Know More about Inflation - FAQ

Inflation is a measure of rise in general price levels of goods and services.
Inflation is measured by taking a set of goods and services, and then the prices of the items in the set are compared to prices one time period ago.

In India, inflation is measured based on the wholesale price index (WPI) which measures the change in prices of a selection of goods at wholesale prices. Inflation is primarily of two types - inflation due to cost push and inflation due to demand pull (supply side). Cost push inflation is due to rise in costs of input materials or labour, whereas demand pull inflation is due to increase in demand beyond installed capacity.

Controlled inflation is good for the economy as it increases motivation levels of people. The government, in consultation with the Reserve Bank of India, decides the inflation threshold in the country (current inflation threshold range in India is 4-5 per cent). The inflation target is one of the key parameters that go into determining fiscal and monetary policies.

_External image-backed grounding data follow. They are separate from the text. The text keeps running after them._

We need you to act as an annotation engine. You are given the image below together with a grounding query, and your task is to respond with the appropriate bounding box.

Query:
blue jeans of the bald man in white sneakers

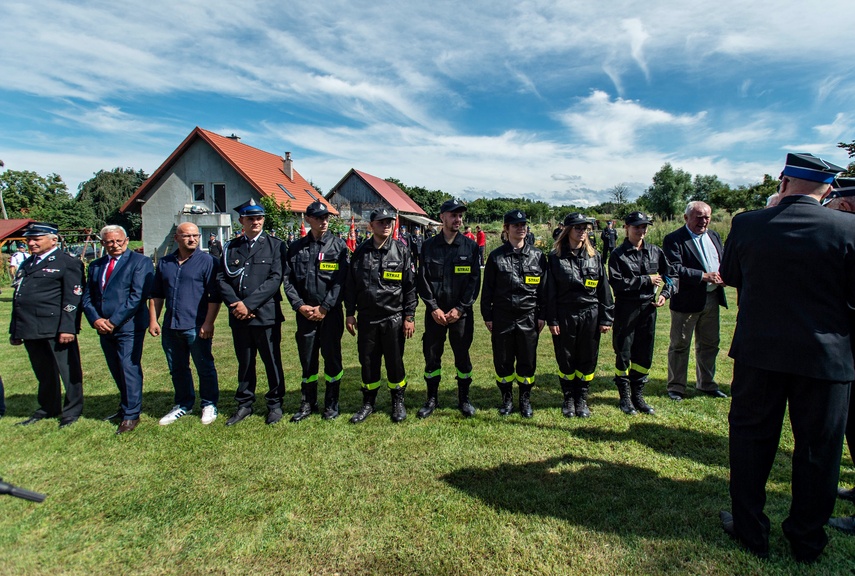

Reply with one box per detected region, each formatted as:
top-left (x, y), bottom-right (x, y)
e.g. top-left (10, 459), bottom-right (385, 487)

top-left (161, 327), bottom-right (220, 411)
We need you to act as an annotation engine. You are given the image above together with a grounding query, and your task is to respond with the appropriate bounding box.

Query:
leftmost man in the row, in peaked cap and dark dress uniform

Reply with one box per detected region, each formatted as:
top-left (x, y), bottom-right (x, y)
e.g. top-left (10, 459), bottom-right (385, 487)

top-left (9, 222), bottom-right (83, 428)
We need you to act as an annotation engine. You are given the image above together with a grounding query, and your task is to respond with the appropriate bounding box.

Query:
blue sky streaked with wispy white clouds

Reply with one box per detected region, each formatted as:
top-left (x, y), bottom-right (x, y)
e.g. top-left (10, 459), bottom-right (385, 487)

top-left (0, 0), bottom-right (855, 205)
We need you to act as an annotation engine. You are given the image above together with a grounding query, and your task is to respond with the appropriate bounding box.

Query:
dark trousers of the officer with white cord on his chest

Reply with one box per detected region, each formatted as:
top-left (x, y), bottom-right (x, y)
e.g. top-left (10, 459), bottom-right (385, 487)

top-left (232, 322), bottom-right (285, 410)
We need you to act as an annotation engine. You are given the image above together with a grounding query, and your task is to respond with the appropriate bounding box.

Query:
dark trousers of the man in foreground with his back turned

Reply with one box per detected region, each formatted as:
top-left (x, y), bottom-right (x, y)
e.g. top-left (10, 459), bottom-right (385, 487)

top-left (728, 361), bottom-right (849, 558)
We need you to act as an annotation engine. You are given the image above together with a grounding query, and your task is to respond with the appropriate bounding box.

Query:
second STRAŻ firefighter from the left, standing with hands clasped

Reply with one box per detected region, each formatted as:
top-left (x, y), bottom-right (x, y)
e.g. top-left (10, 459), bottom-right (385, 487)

top-left (344, 208), bottom-right (418, 424)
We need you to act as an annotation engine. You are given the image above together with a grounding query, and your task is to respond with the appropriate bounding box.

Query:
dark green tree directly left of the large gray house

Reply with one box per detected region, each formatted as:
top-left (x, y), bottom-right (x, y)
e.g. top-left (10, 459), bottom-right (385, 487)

top-left (77, 168), bottom-right (148, 238)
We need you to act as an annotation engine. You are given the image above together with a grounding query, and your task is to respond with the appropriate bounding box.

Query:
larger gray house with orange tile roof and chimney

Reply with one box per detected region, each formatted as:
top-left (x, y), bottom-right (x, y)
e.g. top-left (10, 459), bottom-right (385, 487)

top-left (121, 126), bottom-right (338, 258)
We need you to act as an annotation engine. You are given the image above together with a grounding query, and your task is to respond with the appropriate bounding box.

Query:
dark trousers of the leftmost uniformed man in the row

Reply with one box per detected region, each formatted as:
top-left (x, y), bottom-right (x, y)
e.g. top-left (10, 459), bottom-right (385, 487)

top-left (24, 338), bottom-right (83, 418)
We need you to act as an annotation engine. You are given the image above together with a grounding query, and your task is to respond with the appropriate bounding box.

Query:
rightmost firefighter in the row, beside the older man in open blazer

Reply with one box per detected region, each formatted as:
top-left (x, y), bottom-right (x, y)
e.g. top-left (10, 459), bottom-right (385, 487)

top-left (609, 212), bottom-right (677, 414)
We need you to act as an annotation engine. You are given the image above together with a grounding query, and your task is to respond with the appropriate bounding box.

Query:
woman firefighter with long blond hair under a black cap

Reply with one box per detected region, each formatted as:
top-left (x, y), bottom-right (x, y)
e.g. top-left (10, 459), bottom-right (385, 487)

top-left (546, 212), bottom-right (614, 418)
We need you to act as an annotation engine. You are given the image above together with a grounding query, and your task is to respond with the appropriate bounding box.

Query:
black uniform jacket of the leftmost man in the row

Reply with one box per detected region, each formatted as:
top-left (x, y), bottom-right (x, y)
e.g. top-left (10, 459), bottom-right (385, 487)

top-left (9, 249), bottom-right (83, 340)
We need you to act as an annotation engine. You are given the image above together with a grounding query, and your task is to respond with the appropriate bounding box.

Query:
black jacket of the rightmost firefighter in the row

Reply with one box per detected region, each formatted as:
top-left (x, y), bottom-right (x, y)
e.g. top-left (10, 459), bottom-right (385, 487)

top-left (609, 240), bottom-right (677, 303)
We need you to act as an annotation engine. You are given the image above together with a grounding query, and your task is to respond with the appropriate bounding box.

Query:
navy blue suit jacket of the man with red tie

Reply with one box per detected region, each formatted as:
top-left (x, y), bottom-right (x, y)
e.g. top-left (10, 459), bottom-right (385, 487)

top-left (83, 250), bottom-right (154, 333)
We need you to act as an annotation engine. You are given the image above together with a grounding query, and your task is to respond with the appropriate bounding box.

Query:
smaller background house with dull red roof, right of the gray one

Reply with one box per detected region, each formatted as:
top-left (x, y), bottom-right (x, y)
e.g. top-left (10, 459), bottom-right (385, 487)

top-left (326, 168), bottom-right (441, 229)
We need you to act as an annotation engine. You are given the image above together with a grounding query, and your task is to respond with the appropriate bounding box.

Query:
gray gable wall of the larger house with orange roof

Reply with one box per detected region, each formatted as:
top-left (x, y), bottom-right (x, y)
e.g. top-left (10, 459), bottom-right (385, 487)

top-left (142, 139), bottom-right (261, 258)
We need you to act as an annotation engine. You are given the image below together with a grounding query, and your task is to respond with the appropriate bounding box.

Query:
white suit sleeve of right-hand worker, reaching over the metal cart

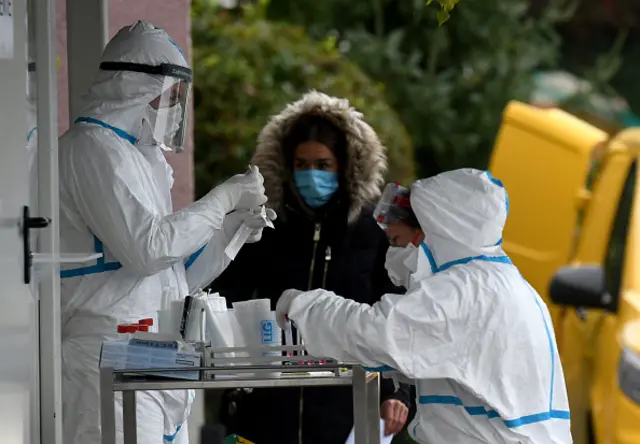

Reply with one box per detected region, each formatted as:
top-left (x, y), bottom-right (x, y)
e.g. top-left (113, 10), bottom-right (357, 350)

top-left (289, 273), bottom-right (482, 379)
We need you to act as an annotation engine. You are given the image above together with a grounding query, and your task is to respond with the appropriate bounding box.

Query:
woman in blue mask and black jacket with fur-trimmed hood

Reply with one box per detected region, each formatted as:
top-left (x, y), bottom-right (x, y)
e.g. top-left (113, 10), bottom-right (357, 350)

top-left (211, 92), bottom-right (409, 444)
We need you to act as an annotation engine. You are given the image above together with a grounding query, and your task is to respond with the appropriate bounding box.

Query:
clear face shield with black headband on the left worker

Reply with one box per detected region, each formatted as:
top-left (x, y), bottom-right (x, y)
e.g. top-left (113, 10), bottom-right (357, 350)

top-left (100, 62), bottom-right (192, 153)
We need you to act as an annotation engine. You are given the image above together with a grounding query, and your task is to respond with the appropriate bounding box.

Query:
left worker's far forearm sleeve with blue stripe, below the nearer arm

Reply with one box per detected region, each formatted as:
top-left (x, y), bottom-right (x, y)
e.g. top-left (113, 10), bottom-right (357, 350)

top-left (184, 230), bottom-right (231, 294)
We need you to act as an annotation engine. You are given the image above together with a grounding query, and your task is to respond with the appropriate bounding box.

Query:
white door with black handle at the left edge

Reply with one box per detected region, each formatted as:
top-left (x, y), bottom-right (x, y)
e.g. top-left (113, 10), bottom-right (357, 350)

top-left (0, 0), bottom-right (39, 444)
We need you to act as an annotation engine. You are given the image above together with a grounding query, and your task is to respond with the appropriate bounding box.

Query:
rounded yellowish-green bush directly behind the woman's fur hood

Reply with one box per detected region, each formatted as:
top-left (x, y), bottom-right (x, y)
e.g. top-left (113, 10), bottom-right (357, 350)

top-left (192, 0), bottom-right (414, 195)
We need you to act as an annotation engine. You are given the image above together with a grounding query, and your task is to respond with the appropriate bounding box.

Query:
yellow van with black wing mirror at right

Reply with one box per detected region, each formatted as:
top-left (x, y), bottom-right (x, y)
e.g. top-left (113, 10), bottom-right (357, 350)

top-left (490, 102), bottom-right (640, 444)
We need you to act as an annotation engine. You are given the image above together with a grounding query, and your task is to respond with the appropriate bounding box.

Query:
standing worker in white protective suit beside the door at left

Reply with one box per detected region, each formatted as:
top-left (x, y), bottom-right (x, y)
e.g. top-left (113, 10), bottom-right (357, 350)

top-left (59, 22), bottom-right (274, 444)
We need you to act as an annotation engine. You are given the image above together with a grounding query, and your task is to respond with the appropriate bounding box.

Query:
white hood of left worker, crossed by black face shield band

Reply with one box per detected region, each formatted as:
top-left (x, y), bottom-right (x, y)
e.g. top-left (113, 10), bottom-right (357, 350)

top-left (80, 21), bottom-right (188, 139)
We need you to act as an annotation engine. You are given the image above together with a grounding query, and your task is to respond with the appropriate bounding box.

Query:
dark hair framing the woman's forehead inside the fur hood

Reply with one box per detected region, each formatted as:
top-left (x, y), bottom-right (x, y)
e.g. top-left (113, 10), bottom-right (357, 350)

top-left (282, 114), bottom-right (347, 170)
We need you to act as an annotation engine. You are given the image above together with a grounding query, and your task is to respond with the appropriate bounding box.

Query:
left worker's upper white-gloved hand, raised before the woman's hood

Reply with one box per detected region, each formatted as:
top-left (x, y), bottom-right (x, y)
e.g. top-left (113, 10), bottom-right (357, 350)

top-left (209, 166), bottom-right (267, 213)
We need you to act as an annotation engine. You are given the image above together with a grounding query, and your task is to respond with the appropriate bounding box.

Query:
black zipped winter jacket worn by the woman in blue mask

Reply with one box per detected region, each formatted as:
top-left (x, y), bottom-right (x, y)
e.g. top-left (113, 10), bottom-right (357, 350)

top-left (211, 203), bottom-right (409, 444)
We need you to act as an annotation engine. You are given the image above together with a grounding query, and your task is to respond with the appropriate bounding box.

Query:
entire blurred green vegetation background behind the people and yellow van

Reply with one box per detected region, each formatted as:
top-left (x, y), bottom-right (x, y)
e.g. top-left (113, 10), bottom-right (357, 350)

top-left (192, 0), bottom-right (640, 441)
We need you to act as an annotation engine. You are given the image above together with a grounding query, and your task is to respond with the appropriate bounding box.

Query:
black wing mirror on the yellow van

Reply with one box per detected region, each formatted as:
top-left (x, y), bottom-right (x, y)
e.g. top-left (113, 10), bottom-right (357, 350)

top-left (549, 265), bottom-right (615, 311)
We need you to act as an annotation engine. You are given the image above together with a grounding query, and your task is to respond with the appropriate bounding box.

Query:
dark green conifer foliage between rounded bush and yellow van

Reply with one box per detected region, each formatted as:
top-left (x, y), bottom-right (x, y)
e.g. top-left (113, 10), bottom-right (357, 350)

top-left (269, 0), bottom-right (574, 176)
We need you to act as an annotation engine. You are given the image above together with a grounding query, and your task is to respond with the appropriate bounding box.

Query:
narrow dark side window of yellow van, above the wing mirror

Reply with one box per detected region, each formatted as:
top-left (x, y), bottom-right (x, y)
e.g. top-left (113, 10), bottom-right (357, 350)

top-left (604, 162), bottom-right (636, 305)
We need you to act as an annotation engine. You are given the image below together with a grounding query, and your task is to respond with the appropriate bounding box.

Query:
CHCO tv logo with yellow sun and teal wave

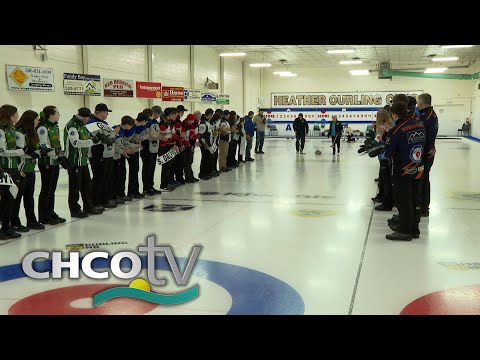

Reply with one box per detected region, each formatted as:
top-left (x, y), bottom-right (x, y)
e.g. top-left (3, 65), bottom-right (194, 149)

top-left (22, 236), bottom-right (202, 306)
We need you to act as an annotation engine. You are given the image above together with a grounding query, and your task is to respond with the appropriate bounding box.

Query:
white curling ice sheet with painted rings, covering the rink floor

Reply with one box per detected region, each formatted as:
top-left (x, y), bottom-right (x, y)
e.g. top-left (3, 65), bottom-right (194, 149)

top-left (0, 138), bottom-right (480, 315)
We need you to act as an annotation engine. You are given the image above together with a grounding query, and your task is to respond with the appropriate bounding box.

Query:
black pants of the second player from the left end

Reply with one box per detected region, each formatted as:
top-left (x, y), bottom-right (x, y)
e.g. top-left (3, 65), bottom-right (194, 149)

top-left (10, 172), bottom-right (37, 226)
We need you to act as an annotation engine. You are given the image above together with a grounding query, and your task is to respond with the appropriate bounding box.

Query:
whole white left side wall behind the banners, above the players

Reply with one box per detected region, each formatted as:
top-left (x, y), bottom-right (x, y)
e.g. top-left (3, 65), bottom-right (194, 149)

top-left (0, 45), bottom-right (251, 124)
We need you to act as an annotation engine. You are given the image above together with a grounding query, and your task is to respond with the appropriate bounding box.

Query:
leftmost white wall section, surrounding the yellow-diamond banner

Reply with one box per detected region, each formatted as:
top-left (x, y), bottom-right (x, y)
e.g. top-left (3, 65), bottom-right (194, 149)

top-left (0, 45), bottom-right (84, 123)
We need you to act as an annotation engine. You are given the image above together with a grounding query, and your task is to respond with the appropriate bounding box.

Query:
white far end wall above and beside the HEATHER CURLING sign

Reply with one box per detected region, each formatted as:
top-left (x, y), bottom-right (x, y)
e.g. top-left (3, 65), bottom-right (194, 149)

top-left (262, 68), bottom-right (472, 135)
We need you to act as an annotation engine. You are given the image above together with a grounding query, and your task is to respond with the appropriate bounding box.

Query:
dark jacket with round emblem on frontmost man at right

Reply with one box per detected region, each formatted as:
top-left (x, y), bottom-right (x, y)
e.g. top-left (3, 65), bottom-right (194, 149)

top-left (385, 116), bottom-right (425, 179)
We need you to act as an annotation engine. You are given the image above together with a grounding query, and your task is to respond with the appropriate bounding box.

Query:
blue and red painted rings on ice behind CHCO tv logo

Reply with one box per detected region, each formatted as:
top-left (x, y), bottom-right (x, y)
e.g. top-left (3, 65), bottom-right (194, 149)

top-left (0, 256), bottom-right (305, 315)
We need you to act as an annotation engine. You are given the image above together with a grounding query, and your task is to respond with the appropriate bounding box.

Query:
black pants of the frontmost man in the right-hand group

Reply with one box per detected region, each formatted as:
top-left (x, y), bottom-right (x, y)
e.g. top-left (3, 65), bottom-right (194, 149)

top-left (395, 178), bottom-right (422, 234)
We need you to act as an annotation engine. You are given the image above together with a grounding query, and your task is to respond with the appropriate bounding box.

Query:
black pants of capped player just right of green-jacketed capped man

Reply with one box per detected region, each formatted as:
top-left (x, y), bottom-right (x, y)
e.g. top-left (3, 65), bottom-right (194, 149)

top-left (90, 157), bottom-right (113, 206)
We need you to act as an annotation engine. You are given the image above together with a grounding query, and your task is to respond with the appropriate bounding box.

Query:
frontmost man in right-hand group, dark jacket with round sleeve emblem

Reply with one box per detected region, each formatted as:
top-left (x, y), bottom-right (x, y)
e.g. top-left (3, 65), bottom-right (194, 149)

top-left (385, 102), bottom-right (425, 241)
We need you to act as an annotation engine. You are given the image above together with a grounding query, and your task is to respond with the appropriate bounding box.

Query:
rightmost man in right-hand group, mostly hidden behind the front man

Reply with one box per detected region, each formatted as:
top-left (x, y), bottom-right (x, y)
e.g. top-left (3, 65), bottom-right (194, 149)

top-left (417, 93), bottom-right (438, 216)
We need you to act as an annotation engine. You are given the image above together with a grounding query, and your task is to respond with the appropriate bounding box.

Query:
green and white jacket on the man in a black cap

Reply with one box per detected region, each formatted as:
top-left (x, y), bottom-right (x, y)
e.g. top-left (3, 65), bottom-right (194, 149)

top-left (63, 115), bottom-right (93, 166)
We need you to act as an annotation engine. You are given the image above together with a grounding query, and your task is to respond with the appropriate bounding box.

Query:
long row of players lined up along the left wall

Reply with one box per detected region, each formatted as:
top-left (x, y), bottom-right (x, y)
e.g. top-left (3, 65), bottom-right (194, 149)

top-left (0, 104), bottom-right (265, 240)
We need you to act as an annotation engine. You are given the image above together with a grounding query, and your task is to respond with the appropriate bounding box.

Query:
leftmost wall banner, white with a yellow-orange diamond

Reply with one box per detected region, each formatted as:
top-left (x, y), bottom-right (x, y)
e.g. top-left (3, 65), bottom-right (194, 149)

top-left (5, 65), bottom-right (55, 92)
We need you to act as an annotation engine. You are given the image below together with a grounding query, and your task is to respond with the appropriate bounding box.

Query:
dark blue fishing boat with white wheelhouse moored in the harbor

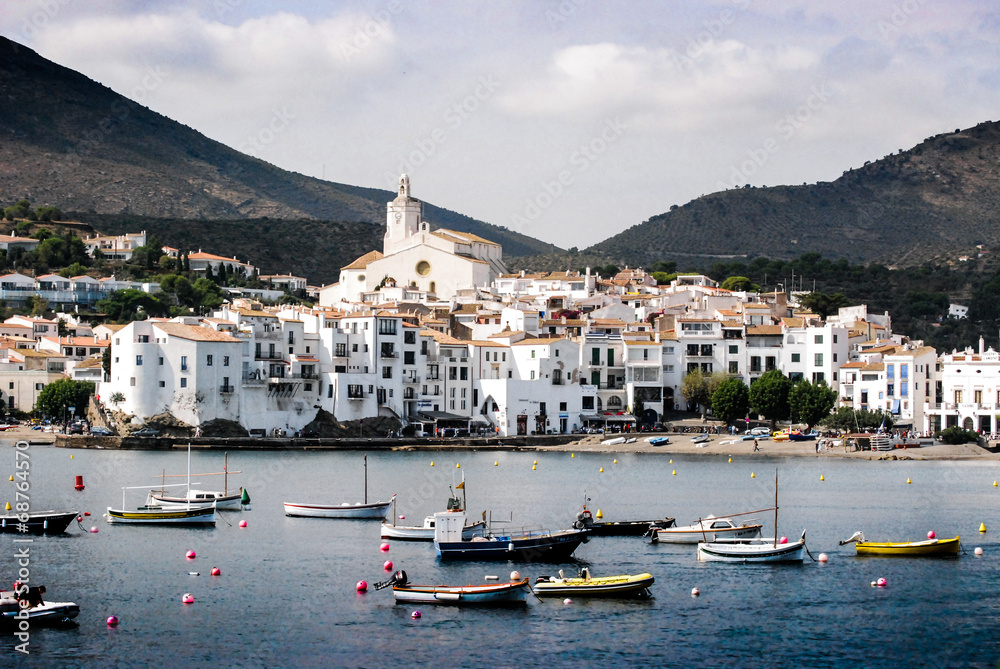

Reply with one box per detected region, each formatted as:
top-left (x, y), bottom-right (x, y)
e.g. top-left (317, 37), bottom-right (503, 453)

top-left (434, 512), bottom-right (590, 562)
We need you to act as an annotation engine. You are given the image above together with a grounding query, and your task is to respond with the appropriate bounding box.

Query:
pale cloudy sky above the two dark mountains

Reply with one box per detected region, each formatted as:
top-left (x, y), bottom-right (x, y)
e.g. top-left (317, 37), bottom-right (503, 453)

top-left (0, 0), bottom-right (1000, 249)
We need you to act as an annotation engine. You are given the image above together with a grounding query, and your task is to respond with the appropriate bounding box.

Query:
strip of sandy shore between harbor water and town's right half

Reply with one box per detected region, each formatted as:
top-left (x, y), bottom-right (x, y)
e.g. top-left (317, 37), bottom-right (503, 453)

top-left (545, 433), bottom-right (1000, 461)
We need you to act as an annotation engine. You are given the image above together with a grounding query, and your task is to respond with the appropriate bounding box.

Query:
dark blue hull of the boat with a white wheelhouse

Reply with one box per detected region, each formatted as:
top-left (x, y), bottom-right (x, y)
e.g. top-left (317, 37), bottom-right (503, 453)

top-left (434, 530), bottom-right (589, 562)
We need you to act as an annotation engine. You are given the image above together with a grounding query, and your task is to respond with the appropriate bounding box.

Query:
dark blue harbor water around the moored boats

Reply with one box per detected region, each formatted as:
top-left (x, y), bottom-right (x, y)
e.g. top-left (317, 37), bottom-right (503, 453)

top-left (0, 444), bottom-right (1000, 668)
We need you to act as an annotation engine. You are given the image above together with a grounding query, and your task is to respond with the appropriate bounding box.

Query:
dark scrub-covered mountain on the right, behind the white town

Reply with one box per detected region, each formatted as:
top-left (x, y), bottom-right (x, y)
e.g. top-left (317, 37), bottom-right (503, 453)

top-left (585, 122), bottom-right (1000, 266)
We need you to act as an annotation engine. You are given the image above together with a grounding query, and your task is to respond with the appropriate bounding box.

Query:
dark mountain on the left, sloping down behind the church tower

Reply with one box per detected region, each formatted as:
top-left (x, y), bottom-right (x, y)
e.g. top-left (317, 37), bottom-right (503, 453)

top-left (0, 37), bottom-right (558, 280)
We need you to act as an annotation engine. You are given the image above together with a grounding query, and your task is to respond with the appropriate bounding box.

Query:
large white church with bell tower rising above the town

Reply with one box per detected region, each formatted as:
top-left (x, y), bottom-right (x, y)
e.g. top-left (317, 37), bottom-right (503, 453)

top-left (319, 174), bottom-right (507, 306)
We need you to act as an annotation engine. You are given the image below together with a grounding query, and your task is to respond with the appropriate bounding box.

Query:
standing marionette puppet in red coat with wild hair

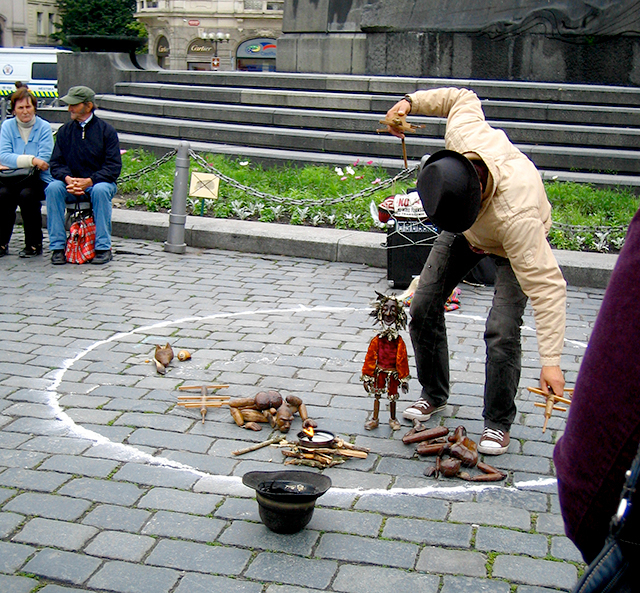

Inflation went up quite a bit in the beginning of last year (around seven percent) on the back of high liquidity in the markets (huge funds inflows in the form of FII and FDI). The RBI controlled inflation by tightening the monetary policy (raising cash reserve ratio and interest rates) and letting the rupee appreciate against foreign currencies.

More:
» What is a price index?
If you need to know how much the price of a particular commodity has increased in, say, the last year it is a simple enough computation. However, if you need to give a figure for the increase in prices over a range of commodities, things obviously get more complicated, since individual commodity price variations are likely to be quite different. You could choose to say the price rise ranges from, say, 4% to 26%, but that is clearly less meaningful than if you could put a single number to it and say prices have on the whole risen by 8.3%.

The purpose of a price index is to let you do just that. It does that by assigning different weights to prices of various commodities, so that you can get a weighted average of the price increases. The weights are needed because you surely wouldn't want the price of a tube of shaving cream ticket to be equated in importance with the amount you spend on petrol over a month.

» Why do we need so many price indices?
There are different levels at which prices can be measured. The price of your vegetables is different for the wholesaler who buys it from the farmer, the retailer who gets it from the wholesaler and for you. We need different indices, therefore, to measure what is happening to prices a each of these levels. In India we have the wholesale price index (WPI) to track wholesale prices, as its name suggests, and three different consume price indices to track prices facing different categories of consumers — industrial workers, urban non-manual employees and agricultural workers.

The different CPIs are needed because the prices facing different consumer groups are different. Thus, while urban house rents may be of great significant to the first two groups, they would be of no consequence to farm labour. Thus the composition of each CPI is different and should ideally reflected the actual consumption patterns of the relevant consumer groups.

» What is the inflation rate we keep reading about?
What is generally reported is the annual point-to-point inflation rate, which measures the change in the level of a price index over a full year. The CPIs in India are computed on a monthly basis, while the WPI is computed every week. Unless otherwise indicated, the inflation rate being referred to is normally the one based on the WPI. The year in this case would be 52 weeks.


Thus when the papers report that inflation for the week ended July 24, 2004 was 7.5%, what this means is that the WPI for that week was higher by 7.5% than the one for the week ended July 26, 2003. It is important to realise that the point-to-point inflation rate reflects only the difference in prices over two specific weeks. Hence, if the inflation rate moves up from one week to the next, it need not mean that prices have actually moved over that period.

It may equally be because there was a fall in the corresponding period of the previous year. This also explains why economists prefer to deal with average annual inflation rates rather than with point-to-point rates. Since the former involve averages of the index over longer periods,
temporary blips are evened out, giving a more realistic picture of the trend.

» What is the composition of the WPI?
The WPI has an All Commodities Index, which consists of four three major groups - Primary Articles; Fuel, Power, Light & Lubricants; and Manufactured Products. These are again broken up into smaller sub-groups. For instance, the primary articles group would have food articles, non-food articles and minerals. Each of these sub-groups would have several individual commodities in them.

All told, the current WPI tracks prices of 435 commodities, of which 98 are primary articles, 19 fall in the fuel, power, light & lubricants group and 318 are in the manufactured products group. The WPI has been periodically revised from the time it was first constructed in the 1930s and for obvious reasons the weights have moved progressively in favour of manufactured products.
The current index, which uses 1993-94 as its base year, has weights of 22.025 for primary articles, 14.226 for fuel etc and 63.749 for manufactured products.